就農準備 方針検討

2021年3月1日

はじめに
本頁では、就農準備の第一段階である"就農方針検討"について
私たちの経験を基に、
未経験(非農家)から独立(新規)就農を検討されている方向けに記載しております。

“就農とは"の頁で、まずは以下について考え方をお伝えしました。

・雇用就農/独立就農
・農業界のどの分野を目指すのか
・就農場所


私たちは、独立就農、生産、都市近郊という比較的ハードルが低い道を選択しました。


次に検討したのが

・農作物
・栽培方法、栽培場所
・栽培品目、品種
・出荷方法
です。  

私たちは野菜農家として就農したので、その判断過程をお伝えしたいと思います。

農作物の検討

 
ポイント  
農業生産できる物は、大別して 米、野菜、果樹、畜産 です。
・収益の上げやすさ
・ノウハウ獲得の容易さ
・機械設備投資額の少なさ
・その農作物(畜産)を愛せるか
を基準に選択することを推奨します。

まずは、農家として独り立ちするまでの間、農業を継続できる環境を整える必要があります。
そして最後の"愛"が、作物の品質の決め手となります。

未経験(非農家)からの独立(新規)就農が前提となると、
・畜産は設備投資額、ノウハウの点から対象外となります。
・米も同様に多額の設備投資が必要、且つ、何十haという大規模農家であれば収益も上がり、
 将来有望ですが、都市近郊ではその面積確保が困難なのが現状です。
・果樹も収穫可能になるまで、何年も待つ必要がありますので困難かと思います。

以上の理由から、私たちは"野菜"を選択しました。


ただし、以下の場合は例外になります。

離農等により、資産を継承できる場合

上記の場合、そもそも離農理由が"収益面から継続不可の為"であれば要検討ですが
高齢化且つ後継ぎ不在であれば、検討の価値アリです。

※たとえ収益面が理由でも、
・作業手順改善
・設備投資
・販路開拓
により、改善は可能です。

 

栽培方法・栽培場所(野菜)

 
ポイント
・慣行栽培、有機無農薬栽培
・露地栽培、ハウス栽培
から大まかな方向性を決めることを推奨します。

減農薬栽培や、無肥料(自然)栽培という選択肢もあります。
また、露地栽培とハウス栽培の複合という選択肢もあります。

ここは就農動機と密接に関わるところです。

 有機無農薬栽培は、慣行栽培に比べ、生産ノウハウが必要と考えます。
 特に、農薬を使用できない為、病害虫の防除ノウハウが必要です。

 また、ハウス栽培もハウス投資をしたが、想定通り生産できず、借入金を返済できなくなるリスクがあります。

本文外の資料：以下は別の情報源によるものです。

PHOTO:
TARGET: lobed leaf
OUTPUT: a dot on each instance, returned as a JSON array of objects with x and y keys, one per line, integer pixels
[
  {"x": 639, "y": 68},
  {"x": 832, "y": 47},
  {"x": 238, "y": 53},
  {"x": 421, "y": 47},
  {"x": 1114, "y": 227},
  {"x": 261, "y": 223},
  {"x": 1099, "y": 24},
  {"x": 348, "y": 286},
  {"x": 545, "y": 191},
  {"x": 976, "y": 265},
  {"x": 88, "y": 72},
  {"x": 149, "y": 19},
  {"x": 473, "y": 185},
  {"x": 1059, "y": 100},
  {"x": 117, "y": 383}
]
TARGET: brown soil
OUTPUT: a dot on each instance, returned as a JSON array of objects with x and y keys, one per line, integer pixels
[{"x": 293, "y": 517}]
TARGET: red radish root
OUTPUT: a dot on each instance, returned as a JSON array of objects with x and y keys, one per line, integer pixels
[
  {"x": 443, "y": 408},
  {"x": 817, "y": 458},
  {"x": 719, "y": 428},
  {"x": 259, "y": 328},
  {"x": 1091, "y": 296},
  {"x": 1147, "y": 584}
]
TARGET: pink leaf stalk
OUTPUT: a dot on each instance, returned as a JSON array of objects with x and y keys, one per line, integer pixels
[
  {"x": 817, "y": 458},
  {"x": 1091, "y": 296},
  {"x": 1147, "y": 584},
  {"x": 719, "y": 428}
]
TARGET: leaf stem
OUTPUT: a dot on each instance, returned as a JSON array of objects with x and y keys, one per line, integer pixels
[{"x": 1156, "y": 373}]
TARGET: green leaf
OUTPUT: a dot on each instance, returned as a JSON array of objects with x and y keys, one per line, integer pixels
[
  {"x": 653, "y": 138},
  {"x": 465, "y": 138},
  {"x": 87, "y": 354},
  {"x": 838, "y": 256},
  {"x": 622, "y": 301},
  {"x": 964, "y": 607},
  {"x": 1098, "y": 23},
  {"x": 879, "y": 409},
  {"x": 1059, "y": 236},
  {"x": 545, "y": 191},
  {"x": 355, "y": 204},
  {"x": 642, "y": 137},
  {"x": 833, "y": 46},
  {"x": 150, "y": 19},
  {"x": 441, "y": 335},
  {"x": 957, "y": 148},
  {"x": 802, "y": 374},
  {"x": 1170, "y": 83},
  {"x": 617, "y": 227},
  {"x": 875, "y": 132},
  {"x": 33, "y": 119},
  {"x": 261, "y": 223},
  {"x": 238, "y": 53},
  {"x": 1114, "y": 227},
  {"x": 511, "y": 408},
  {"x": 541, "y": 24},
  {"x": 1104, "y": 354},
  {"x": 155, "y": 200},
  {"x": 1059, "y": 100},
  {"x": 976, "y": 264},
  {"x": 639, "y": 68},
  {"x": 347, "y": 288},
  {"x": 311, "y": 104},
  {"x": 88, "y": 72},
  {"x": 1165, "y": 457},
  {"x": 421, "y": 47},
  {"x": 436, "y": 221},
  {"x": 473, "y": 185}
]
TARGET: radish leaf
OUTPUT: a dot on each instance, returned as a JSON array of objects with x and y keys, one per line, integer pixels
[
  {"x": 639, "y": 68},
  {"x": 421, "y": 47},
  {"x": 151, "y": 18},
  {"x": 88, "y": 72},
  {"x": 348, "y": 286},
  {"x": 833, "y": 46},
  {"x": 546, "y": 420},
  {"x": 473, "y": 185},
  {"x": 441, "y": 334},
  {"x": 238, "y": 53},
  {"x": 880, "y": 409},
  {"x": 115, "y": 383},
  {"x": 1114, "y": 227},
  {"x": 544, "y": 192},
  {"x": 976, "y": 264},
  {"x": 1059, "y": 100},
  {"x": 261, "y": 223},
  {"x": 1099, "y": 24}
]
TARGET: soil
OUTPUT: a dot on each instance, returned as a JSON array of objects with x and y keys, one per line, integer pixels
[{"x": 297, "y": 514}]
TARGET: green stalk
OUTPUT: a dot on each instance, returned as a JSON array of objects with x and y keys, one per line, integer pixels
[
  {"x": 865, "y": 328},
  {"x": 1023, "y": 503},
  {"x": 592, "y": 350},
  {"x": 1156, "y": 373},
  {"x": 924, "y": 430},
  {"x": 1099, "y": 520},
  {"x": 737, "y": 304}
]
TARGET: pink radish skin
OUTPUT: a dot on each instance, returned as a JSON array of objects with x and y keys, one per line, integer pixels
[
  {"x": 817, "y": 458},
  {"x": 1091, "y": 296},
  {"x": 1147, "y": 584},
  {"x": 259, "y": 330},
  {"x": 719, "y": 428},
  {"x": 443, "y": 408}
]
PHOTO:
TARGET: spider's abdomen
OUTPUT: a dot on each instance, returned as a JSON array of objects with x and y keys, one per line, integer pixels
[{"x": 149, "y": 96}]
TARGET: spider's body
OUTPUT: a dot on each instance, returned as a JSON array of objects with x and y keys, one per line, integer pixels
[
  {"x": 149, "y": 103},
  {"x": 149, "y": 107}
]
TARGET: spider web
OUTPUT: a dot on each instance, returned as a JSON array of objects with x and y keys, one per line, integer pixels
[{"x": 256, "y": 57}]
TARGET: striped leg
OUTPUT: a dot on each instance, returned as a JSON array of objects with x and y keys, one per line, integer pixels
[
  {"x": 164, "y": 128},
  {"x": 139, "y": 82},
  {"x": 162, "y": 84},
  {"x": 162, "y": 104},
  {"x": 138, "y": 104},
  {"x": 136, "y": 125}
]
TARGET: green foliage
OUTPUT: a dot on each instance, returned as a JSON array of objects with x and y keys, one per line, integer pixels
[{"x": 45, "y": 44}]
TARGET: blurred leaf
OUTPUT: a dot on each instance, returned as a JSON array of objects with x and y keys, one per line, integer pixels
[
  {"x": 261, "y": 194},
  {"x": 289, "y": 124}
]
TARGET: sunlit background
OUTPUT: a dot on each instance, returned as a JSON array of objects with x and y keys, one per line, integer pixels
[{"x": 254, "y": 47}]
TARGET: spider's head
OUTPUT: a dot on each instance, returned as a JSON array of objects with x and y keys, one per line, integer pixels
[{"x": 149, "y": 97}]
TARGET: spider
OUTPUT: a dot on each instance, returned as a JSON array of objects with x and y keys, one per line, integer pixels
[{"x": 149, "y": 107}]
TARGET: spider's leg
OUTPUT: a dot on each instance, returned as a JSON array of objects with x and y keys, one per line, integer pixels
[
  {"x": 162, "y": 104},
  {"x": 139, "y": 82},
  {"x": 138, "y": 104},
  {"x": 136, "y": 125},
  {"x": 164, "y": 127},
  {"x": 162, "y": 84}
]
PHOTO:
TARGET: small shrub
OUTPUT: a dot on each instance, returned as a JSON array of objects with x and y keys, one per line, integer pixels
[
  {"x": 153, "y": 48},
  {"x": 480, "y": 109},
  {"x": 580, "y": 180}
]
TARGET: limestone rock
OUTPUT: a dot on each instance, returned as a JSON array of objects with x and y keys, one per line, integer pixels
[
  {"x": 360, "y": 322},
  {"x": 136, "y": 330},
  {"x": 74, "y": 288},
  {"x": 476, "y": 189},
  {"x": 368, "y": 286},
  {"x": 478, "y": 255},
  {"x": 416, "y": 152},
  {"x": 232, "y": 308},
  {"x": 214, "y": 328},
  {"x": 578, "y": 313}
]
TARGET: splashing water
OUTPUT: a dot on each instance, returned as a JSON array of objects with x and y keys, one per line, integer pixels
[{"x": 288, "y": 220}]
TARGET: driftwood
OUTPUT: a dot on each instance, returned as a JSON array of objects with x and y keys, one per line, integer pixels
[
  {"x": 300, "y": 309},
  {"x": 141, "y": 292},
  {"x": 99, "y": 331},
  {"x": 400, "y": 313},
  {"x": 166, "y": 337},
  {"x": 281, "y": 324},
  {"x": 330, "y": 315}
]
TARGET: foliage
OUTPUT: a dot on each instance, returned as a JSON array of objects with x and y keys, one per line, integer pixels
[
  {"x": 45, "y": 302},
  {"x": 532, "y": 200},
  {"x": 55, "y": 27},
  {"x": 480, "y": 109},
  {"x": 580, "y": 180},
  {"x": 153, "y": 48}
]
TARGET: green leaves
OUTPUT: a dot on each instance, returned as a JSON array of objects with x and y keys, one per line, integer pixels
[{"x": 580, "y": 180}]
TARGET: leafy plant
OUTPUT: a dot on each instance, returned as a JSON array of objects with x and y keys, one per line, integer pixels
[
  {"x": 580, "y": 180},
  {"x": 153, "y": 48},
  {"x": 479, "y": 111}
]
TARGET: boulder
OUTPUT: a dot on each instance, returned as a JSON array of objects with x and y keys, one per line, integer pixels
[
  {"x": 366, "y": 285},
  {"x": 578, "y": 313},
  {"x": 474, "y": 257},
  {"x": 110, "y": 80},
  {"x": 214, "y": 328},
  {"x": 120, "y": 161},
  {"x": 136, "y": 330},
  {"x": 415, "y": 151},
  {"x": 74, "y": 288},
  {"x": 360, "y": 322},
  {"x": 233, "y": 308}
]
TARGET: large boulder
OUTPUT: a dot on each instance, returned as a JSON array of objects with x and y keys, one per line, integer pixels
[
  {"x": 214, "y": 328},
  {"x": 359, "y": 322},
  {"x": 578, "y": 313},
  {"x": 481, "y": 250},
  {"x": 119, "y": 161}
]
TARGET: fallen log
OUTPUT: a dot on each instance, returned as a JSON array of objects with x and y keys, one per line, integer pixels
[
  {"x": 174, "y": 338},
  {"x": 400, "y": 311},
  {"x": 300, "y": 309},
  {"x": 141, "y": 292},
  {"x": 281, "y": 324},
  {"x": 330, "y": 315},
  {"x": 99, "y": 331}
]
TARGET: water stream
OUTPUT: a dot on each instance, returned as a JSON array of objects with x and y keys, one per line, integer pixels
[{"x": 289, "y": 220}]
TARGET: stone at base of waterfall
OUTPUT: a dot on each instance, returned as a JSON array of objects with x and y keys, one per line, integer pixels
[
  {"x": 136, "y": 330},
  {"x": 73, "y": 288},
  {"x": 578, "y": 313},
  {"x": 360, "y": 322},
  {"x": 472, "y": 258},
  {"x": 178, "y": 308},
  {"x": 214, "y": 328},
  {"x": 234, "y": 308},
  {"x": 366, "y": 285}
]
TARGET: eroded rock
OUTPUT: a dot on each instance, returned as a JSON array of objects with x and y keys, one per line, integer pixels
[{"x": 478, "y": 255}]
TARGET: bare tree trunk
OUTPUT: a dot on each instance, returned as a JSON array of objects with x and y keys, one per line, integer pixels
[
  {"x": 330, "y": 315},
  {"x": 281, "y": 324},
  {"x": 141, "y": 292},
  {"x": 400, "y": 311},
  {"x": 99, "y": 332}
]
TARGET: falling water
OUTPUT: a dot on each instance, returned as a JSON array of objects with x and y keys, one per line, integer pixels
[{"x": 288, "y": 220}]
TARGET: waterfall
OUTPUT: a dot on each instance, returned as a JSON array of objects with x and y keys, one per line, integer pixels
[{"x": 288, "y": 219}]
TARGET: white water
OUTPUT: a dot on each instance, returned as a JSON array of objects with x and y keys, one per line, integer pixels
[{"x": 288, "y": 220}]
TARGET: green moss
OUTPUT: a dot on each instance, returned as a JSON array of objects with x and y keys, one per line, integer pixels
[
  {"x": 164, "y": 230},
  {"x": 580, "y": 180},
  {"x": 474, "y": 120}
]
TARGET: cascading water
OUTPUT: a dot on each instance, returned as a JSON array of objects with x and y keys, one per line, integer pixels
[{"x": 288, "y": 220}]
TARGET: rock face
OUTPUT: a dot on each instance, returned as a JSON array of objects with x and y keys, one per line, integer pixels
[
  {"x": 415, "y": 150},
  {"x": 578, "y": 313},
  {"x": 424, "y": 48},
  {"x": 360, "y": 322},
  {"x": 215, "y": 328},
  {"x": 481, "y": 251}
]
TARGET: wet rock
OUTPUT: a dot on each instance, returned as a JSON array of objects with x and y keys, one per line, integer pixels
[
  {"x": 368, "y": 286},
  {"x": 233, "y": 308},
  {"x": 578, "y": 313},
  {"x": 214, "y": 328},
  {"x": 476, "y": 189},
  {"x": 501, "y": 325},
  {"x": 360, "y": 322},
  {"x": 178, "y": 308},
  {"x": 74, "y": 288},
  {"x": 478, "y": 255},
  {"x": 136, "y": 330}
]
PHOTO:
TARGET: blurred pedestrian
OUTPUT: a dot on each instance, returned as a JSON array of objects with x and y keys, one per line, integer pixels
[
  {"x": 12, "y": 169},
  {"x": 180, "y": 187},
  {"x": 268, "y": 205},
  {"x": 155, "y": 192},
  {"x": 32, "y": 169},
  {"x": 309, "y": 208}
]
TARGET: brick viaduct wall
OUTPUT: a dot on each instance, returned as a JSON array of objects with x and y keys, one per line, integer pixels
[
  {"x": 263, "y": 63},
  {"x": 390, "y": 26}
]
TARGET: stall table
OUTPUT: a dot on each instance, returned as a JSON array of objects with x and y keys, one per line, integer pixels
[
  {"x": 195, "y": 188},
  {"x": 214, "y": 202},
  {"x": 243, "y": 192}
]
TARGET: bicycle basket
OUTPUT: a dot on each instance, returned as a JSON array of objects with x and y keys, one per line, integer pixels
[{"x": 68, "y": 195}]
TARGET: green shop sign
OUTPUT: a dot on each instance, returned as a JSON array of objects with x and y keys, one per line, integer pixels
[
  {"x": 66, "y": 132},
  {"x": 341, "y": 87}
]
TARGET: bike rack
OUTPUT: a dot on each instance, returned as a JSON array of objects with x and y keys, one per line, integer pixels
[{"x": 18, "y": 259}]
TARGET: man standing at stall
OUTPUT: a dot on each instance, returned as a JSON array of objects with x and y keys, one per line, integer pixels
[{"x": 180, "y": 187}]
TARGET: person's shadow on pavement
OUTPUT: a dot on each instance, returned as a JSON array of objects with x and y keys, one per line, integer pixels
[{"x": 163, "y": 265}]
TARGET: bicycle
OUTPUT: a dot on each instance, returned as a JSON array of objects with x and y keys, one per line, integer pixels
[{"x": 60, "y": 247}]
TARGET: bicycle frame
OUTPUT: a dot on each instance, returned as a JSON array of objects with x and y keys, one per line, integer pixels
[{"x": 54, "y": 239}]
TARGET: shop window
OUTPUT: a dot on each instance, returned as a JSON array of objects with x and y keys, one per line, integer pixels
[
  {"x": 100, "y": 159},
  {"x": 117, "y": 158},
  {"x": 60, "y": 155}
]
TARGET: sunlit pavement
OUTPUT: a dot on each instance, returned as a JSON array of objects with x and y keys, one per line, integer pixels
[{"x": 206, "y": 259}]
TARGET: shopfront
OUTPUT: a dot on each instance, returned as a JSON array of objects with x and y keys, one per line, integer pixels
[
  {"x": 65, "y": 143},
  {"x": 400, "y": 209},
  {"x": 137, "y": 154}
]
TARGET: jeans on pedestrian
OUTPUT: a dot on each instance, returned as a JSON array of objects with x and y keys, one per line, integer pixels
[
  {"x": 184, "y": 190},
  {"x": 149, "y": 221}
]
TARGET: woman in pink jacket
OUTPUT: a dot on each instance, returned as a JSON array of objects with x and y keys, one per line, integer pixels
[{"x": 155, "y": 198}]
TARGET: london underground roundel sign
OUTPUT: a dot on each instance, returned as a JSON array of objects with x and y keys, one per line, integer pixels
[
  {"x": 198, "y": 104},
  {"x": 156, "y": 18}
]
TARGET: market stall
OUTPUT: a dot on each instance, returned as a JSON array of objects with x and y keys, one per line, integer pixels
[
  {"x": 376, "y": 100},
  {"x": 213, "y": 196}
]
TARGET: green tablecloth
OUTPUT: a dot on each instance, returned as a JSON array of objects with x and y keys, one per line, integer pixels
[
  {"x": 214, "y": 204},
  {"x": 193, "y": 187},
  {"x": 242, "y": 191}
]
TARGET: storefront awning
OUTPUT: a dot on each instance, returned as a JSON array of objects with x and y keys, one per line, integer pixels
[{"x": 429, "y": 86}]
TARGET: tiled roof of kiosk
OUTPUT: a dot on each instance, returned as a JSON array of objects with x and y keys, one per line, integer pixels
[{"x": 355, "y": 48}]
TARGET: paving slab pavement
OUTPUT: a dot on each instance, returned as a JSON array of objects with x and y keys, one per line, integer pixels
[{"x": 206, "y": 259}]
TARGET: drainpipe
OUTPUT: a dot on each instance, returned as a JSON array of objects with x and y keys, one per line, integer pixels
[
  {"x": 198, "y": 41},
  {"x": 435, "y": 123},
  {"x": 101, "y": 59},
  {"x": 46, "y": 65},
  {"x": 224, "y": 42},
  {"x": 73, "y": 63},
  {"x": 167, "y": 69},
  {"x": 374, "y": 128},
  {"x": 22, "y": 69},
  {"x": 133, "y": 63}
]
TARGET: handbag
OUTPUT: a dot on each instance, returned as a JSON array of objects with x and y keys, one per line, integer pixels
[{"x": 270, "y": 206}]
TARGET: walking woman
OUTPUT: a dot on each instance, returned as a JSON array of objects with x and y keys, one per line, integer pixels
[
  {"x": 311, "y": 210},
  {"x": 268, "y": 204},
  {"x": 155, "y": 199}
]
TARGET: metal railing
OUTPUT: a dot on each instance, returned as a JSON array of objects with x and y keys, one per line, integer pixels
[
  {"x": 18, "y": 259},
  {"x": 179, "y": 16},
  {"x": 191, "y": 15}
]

 私たちは、生産ノウハウが未熟であり、多額の借入金を返済できなくなるリスクを回避する為、
 ”露地慣行栽培"を選択しました。

栽培品目、品種(野菜)

 
ポイント
・野菜の種類:葉茎菜、根菜、果菜等
・種子の種類:固定(在来)種、F1種
・国基準:指定野菜、特定野菜、その他

野菜の種類以外に、種子の種類や国基準を加味し、品目、品種を選択することを推奨します。

 ほうれん草であれば葉菜類、大根であれば根菜類、トマトは果菜類といったように
 野菜は~"類"で大別されています。

 この中で、ほうれん草、大根、トマトといった品目があります。

 更にトマトでも
 ・桃太郎
 ・ファーストトマト
 ・フルティカ
 ・アイコ
 というように、沢山の品種があります。

 

 これら無数の品目・品種の中から何を作れば良いかの判断基準に使えるのが
 ・野菜の種類:葉茎菜、根菜、果菜等
 ・種子の種類:固定(在来)種、F1種
 ・国基準:指定野菜、特定野菜、その他
 です。

 私たちは、後述の出荷方法、前述の栽培品目・品種(野菜)と上記を組み合わせて検討し
 ”露地慣行栽培でネギと里芋を生産"を選択しました。

出荷方法

 
ポイント
産直出荷、JA出荷、スマホアプリでの販売、ネット(自社サイト)での販売、
スーパー、百貨店への卸売、飲食店・個人宅への個別宅配
があります。
※他にも有るかもしれません。

観光農園を開設できた場合、そもそも出荷は不要です。
また、農林水産省は特定品目の海外輸出を奨励しています。

慣行栽培の場合、JA出荷が最も確実です。
理由は大量の野菜を一度に出荷可能だからです。

希少価値の高い野菜は、ネットや百貨店で販売し利益を上げることができますが
指定野菜のような野菜は、経営を安定させるためには、大量出荷できる
出荷先の確保が重要になります。

少量出荷だと、梱包作業や伝票作成等に時間を取られてしまうからです。

有機農家にもヒアリングしましたが、同様に大量出荷先を確保するよう心がけているとの事でした。


又、JA規格外野菜の販路開拓も必要です。
大量栽培すると、どうしても家庭内では消費しきれない大量の規格外が出てしまいます。

私たちは当初、産直出荷していましたが取りやめてしまいました。
理由は、産直は売れ残りを毎日、引き取りに行く必要があり、
また、袋詰め作業に思いの他時間が掛かったからです。

代わりの販路として
・飲食店の軒先に置いてもらう
・家の近所で1袋100円で売る
・地元の飲食店に出荷する
にてJA規格外品を販売しております。